TRIBUNNEWS.COM-Kementerian Ketenagakerjaan telah mengerahkan banyak Balai Latihan Kerja (BLK) sebagai sentra produksi untuk mencegah penyebaran Covid-19. Alat pencegahan yang dihasilkan antara lain masker, hand sanitizer, sabun, alat pelindung diri (APD), limbah sistem injeksi cairan sabun dan ruang desinfeksi. Dan memproduksi 2.740 lapisan APD.

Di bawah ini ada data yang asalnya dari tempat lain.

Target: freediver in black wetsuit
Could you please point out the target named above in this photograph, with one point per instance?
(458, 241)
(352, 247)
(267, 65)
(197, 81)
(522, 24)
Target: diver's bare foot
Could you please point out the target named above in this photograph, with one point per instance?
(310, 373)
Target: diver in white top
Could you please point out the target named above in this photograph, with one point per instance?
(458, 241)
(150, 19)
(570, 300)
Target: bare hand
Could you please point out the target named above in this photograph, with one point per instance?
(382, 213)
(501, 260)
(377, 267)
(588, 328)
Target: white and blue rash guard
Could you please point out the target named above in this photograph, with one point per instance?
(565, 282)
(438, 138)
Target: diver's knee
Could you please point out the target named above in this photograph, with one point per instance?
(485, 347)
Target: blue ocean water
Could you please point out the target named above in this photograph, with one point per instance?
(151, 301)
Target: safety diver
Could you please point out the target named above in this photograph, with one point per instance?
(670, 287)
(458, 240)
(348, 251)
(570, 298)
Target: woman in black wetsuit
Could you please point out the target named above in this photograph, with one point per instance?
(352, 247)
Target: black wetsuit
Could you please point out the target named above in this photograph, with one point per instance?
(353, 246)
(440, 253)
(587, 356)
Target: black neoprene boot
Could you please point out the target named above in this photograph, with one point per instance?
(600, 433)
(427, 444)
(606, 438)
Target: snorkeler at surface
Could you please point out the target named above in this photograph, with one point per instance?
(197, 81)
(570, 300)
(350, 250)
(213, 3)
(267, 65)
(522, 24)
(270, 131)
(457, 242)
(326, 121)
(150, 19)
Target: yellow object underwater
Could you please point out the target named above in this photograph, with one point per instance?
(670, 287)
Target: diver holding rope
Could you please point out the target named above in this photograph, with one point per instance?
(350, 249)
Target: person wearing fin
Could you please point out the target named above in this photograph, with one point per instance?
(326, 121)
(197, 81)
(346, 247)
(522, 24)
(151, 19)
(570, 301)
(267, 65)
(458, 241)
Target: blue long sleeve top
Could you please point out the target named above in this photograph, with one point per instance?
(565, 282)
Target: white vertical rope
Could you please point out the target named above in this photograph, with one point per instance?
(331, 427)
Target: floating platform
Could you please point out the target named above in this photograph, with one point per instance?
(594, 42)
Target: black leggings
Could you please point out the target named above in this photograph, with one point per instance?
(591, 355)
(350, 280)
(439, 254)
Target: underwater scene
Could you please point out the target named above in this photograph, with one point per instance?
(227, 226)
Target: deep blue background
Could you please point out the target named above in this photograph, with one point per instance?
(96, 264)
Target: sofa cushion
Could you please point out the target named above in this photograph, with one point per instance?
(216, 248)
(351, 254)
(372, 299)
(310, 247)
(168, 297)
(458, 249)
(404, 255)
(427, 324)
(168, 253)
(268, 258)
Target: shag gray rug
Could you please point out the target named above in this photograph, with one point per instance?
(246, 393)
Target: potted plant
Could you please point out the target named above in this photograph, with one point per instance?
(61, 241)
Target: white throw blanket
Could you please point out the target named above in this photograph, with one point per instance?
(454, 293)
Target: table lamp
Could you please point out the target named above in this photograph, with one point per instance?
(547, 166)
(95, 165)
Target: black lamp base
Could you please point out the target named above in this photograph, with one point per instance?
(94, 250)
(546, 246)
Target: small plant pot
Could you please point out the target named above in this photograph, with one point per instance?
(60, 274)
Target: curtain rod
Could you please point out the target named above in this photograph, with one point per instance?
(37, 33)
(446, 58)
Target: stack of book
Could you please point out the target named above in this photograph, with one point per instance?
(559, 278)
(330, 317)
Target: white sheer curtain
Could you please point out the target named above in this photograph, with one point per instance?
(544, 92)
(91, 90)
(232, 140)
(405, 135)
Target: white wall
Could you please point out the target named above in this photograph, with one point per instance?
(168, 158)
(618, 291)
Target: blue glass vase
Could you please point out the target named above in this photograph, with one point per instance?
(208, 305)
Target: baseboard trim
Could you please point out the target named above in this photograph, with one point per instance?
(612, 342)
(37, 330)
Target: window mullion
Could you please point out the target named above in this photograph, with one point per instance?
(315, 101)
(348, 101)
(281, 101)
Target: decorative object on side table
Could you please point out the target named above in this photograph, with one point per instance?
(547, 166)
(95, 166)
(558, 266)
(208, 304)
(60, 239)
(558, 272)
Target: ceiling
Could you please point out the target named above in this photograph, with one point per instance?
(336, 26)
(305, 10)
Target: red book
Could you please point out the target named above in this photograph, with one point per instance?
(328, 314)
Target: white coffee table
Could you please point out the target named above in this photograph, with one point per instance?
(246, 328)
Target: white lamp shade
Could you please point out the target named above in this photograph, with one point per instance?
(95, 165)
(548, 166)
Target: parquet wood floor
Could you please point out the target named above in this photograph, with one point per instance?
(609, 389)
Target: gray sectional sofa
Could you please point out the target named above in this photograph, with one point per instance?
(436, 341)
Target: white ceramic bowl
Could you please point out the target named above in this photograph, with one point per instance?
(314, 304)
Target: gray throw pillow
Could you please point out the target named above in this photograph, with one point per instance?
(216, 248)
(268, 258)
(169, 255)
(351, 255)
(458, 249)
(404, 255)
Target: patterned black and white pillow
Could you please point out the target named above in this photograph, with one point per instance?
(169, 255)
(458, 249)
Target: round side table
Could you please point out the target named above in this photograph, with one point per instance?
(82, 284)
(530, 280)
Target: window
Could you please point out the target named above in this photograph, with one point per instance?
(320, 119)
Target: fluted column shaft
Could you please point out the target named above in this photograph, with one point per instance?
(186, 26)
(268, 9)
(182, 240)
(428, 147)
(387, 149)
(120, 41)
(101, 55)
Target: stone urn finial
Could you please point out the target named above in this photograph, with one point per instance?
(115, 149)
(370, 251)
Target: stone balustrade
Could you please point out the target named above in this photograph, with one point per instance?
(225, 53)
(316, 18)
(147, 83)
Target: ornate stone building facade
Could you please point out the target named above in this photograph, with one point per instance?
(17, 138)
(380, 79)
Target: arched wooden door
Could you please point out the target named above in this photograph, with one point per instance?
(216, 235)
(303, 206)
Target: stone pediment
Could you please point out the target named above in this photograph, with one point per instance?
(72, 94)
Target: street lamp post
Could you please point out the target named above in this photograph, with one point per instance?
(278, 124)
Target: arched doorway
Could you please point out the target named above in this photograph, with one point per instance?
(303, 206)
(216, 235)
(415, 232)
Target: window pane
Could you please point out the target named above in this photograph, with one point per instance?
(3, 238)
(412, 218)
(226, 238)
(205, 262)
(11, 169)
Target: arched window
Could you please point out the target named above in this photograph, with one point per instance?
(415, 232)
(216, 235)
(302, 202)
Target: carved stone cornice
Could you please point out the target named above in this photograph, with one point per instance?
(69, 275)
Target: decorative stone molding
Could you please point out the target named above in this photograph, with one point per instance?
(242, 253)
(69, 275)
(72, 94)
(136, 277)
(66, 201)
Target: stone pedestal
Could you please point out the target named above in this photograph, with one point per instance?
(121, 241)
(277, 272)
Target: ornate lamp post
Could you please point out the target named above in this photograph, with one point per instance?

Semua alat untuk mencegah penyebaran Covid-19 dari BLK ke semua pihak yang membutuhkan (termasuk agen TNI dan POLRI); petugas rumah sakit dan kucing; stasiun pengolahan Covid-19 dan BNPB; pelari jalan dan Ojol; pasar dan jalan Penjaja; -Barang ini juga didistribusikan ke aparat keamanan di berbagai kementerian, instansi pemerintah daerah dan swasta; masyarakat dan lingkungan sekitar BLK / BPP; tempat ibadah; asosiasi medis; dan tempat umum serta masyarakat umum yang membutuhkan pelayanan. Rencana aksi tersebut sebagai bentuk dukungan untuk mendukung penyebaran Covid-19. Aksi tersebut melibatkan BLK Pusat (UPTP), BLK Pemerintah Daerah (UPTD), BLK masyarakat dan Balai Pengembangan Produktivitas (BPP).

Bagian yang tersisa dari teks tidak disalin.